EAGLE COUNTY ” Jane Healy is an educator. She said she voted for a school bond to give children the chance to contribute.

“Education is grossly underfunded compared to other things in this country,” Healy said. “You put money upstream and it saves money downstream.”

Referendum 3B would increase property taxes to pay for $128 million in new debt for the Eagle County School District. The district plans to use the money to build a new school to replace Battle Mountain High School and make improvements at other Eagle County schools.

Sue and Dick Dangler said something must be done about Battle Mountain. Their daughter works at the high school.

“She says the building is falling apart,” Sue Dangler said.

Dick Dangler isn’t sure whether a new school should be built.

“I would question that until I see how the old building is used,” he said.

Even though Battle Mountain likely gets most of the new money, some downvalley residents supported Referendum 3B.

“The schools need improvement, especially Battle Mountain even though my little guy will never go there,” Renee Winnegrad said outside the Eagle County Building.

But Mike Connolly said he isn’t impressed with school district administrators and therefore chose to block their attempt to get more money.

“Philosophically, I don’t trust the government with my money if they can’t manage what they already have,” Connolly said.

Linda Martinez lives in Minturn. She and fellow residents shoulder the second highest property tax in Eagle County at nearly 18 percent. Martinez said she voted against the referendum to avoid piling on more tax.

“We have enough schools and our taxes ” especially in Minturn ” are already high,” Martinez said. “Something has to be done first if they want people to help.”

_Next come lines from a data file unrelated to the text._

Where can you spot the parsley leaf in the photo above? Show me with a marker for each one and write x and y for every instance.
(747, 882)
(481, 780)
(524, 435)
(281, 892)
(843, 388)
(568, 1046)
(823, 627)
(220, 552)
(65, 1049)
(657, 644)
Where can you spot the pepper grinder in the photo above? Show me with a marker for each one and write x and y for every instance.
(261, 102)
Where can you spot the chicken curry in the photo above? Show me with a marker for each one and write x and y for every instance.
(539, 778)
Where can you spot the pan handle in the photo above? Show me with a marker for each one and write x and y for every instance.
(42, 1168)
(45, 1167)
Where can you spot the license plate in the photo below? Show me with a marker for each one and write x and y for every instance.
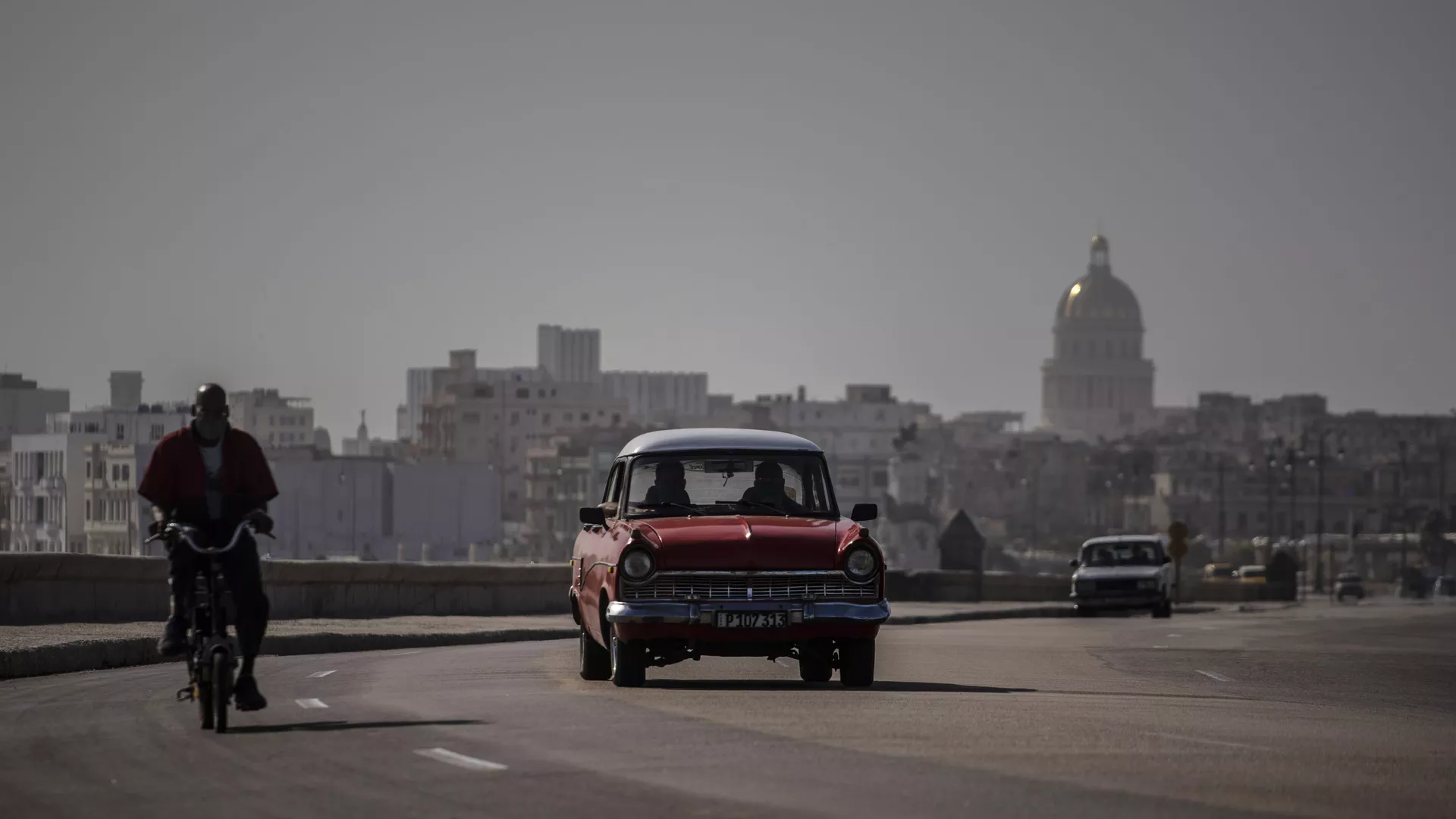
(753, 620)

One unidentified man outside the Eagle County Building said the school district doesn’t need money.

“In my mind they’ve got enough money to do what they need to do to keep up the schools,” he said.

Many voters with children or planning to have children voted in favor of the referendum. Minturn resident Terry Armistead is mother to a 2-year-old son. Even before his birth, Armistead supported improving Eagle County schools.

“I think that our schools are lacking and they haven’t been updated since they’ve been built,” Armistead said. “At the very basic level we should pay for that.”

A hurried woman rushing out of the Donovan Pavilion in Vail adamantly opposed 3B.

“I don’t have children so I don’t want to have to pay for that,” she said.

Dee Personett disagreed with the rushed woman.

“You’ve got to help the kids around town,” Personett said. “It’s hopefully going to provide more education for them. Kids need education these days ” it’s scary.”

The poor condition of schools in Eagle County prompted Eric Larson to support the referendum.

“These are the worst schools in the state,” Larson said. “We need to improve education in the whole country.”

Class size concerns Kindra Skluzacek who said she wants more individual attention for students.

“It’s important for kids to get what they need to be properly educated,” Skluzacek said. “A lot of people are talking about student achievement and paying attention to kids.”